Z10Frank commented 3 years ago

@tanjhiop of course you will need to adapt @mccoys 's suggestion to your needs, and again it depends on what you want to do with those electrons.

If you want to know the properties like energy spread, emittance, etc of the electrons that are trapped and accelerated in the plasma wave, just put a filter as a px threshold and you'll get all the high energy electrons of the bunch, which will be equivalent to all the bunch particles normally. You won't see them from their creation, but when you study those properties it is useless to compute them from the start, so it should give you the relevant information.

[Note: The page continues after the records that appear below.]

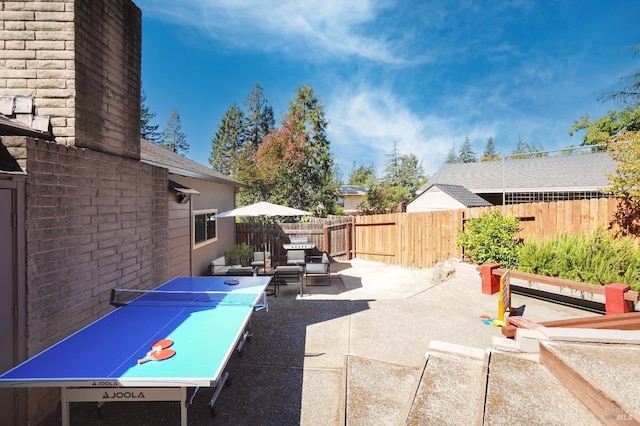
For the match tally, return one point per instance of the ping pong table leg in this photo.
(216, 393)
(183, 407)
(64, 406)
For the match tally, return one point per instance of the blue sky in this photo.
(425, 74)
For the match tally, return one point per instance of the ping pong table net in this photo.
(122, 297)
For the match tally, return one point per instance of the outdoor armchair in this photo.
(296, 257)
(318, 266)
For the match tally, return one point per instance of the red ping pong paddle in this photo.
(160, 355)
(159, 351)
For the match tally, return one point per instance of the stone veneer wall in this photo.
(96, 218)
(80, 60)
(95, 221)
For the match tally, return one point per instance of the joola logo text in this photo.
(104, 384)
(123, 395)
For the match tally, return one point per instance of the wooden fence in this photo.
(423, 239)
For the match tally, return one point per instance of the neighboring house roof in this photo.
(462, 195)
(580, 172)
(352, 190)
(158, 156)
(445, 197)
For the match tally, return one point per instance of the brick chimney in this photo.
(80, 61)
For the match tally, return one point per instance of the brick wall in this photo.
(95, 221)
(80, 60)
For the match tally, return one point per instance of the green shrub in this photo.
(596, 258)
(492, 238)
(240, 254)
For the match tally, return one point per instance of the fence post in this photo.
(614, 299)
(490, 282)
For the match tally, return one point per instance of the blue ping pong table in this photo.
(207, 318)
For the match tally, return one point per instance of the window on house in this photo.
(204, 226)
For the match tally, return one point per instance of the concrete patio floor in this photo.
(294, 369)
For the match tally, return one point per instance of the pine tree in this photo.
(317, 176)
(490, 151)
(147, 130)
(258, 118)
(452, 157)
(173, 138)
(362, 175)
(467, 155)
(227, 144)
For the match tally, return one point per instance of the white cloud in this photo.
(312, 28)
(365, 122)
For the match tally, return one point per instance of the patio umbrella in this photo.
(263, 209)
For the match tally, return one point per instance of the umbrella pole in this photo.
(264, 248)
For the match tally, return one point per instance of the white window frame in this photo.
(206, 241)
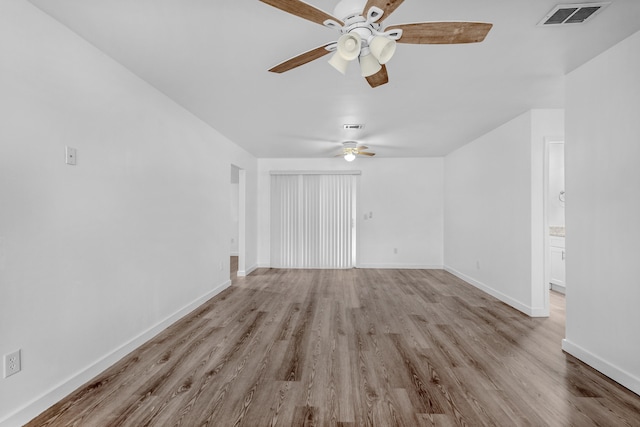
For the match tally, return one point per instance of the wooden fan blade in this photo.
(301, 59)
(442, 32)
(303, 10)
(388, 6)
(379, 78)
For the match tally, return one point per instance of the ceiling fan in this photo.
(362, 38)
(351, 149)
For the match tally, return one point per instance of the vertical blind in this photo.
(313, 220)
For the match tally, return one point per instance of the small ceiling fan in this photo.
(362, 38)
(351, 149)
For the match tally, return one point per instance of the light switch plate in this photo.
(71, 155)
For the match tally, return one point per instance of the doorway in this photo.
(554, 217)
(237, 225)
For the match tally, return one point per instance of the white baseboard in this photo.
(246, 272)
(401, 266)
(618, 375)
(529, 311)
(34, 408)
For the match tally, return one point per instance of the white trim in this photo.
(621, 376)
(401, 266)
(38, 405)
(529, 311)
(335, 172)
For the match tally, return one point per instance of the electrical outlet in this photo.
(11, 363)
(71, 155)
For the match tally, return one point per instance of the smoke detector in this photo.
(577, 13)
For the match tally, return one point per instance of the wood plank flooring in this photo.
(352, 348)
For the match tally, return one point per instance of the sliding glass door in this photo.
(313, 220)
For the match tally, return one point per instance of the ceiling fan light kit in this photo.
(351, 150)
(361, 35)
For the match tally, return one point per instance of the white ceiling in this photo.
(212, 57)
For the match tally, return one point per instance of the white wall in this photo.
(602, 149)
(98, 257)
(404, 197)
(494, 224)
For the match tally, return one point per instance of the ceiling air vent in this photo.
(572, 13)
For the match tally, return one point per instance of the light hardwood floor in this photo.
(350, 348)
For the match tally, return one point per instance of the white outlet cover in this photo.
(12, 363)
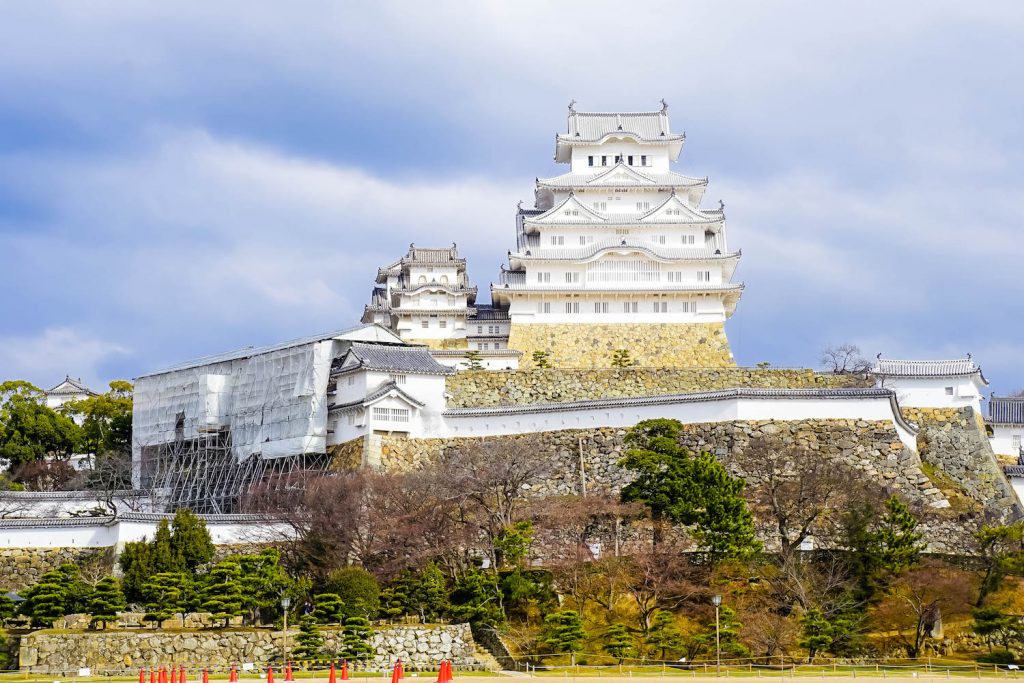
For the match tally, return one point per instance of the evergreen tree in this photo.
(309, 639)
(192, 543)
(665, 634)
(620, 642)
(563, 632)
(263, 582)
(328, 607)
(355, 641)
(477, 598)
(694, 491)
(222, 592)
(166, 594)
(357, 589)
(473, 359)
(815, 632)
(896, 543)
(107, 601)
(136, 568)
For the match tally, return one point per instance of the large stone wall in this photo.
(53, 651)
(469, 389)
(651, 345)
(872, 447)
(20, 567)
(954, 441)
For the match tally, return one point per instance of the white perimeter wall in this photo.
(103, 534)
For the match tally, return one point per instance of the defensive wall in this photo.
(653, 345)
(522, 387)
(54, 651)
(30, 547)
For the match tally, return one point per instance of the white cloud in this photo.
(44, 357)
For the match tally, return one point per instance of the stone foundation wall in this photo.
(469, 389)
(651, 345)
(872, 447)
(954, 441)
(54, 651)
(20, 567)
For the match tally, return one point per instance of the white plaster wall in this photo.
(723, 410)
(931, 392)
(1003, 439)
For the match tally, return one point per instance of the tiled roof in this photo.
(488, 312)
(652, 248)
(70, 387)
(571, 180)
(951, 368)
(694, 397)
(396, 358)
(592, 126)
(1006, 410)
(380, 392)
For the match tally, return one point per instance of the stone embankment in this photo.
(53, 651)
(472, 389)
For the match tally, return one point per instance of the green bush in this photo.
(997, 656)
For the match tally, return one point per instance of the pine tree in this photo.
(192, 543)
(222, 592)
(165, 595)
(563, 632)
(897, 544)
(309, 639)
(620, 642)
(665, 634)
(107, 601)
(355, 641)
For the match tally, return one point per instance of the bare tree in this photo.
(845, 359)
(797, 493)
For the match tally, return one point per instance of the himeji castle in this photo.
(616, 254)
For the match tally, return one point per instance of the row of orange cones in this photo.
(178, 676)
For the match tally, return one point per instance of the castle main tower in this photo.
(617, 253)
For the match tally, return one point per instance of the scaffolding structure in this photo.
(204, 475)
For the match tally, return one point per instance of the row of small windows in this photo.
(572, 307)
(572, 278)
(390, 414)
(642, 159)
(559, 240)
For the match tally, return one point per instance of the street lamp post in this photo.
(286, 602)
(717, 601)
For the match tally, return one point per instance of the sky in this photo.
(182, 178)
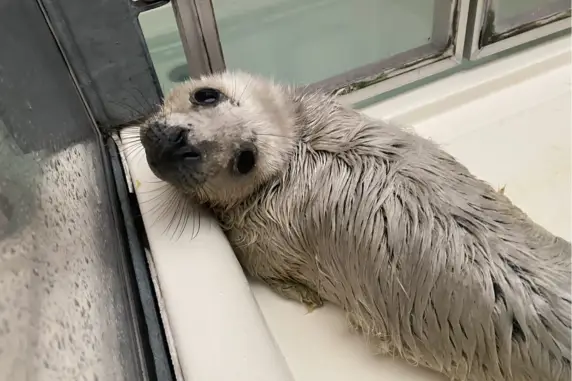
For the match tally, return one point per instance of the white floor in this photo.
(514, 132)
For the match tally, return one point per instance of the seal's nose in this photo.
(168, 145)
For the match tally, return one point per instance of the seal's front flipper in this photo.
(297, 292)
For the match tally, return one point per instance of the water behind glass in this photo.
(62, 315)
(64, 312)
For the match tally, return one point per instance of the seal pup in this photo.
(322, 203)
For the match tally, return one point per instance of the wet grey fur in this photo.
(429, 262)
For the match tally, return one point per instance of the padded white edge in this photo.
(219, 333)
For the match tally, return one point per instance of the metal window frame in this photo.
(532, 28)
(198, 29)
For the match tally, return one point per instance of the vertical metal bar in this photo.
(199, 36)
(209, 27)
(443, 18)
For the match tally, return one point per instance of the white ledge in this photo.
(219, 333)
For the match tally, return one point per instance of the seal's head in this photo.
(221, 137)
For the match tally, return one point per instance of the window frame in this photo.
(529, 30)
(199, 34)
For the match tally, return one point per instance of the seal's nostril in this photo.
(191, 154)
(177, 136)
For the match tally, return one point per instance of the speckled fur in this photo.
(429, 262)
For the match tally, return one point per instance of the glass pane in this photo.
(64, 310)
(509, 14)
(165, 47)
(305, 41)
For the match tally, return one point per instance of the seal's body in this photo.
(324, 204)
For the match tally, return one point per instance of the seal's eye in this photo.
(206, 96)
(245, 161)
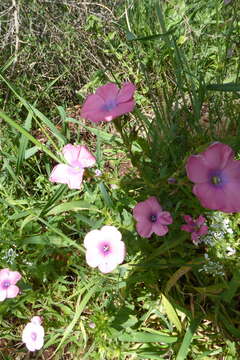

If instead you want to do something else which requires to store them since their creation, like plotting the trajectories of the electrons from their creation, it is useless to keep all of them. You must have a general idea of when injection should start or has already started (no need to be precise), let's say iteration Y. Then, use that iteration in @mccoys 's suggestion instead of iteration 0, adapting the px threshold to your needs for iterations after Y.

tanjhiop commented 3 years ago

@Z10Frank Yes, figuring out a proper iteration Y is what i am trying. Thank you and @mccoys so much !

One small piece of possible idea to facilitate the particle identification and track process, maybe we can construct a filter return two boolean arrays at the same time, one for particle ID generation (all that are interested.), another for a subset that are really tracked.

mccoys commented 3 years ago

Ok you are right concerning new electrons being created. You can also detect those because they have a default ID == 0. I agree that it makes the process a bit complicated.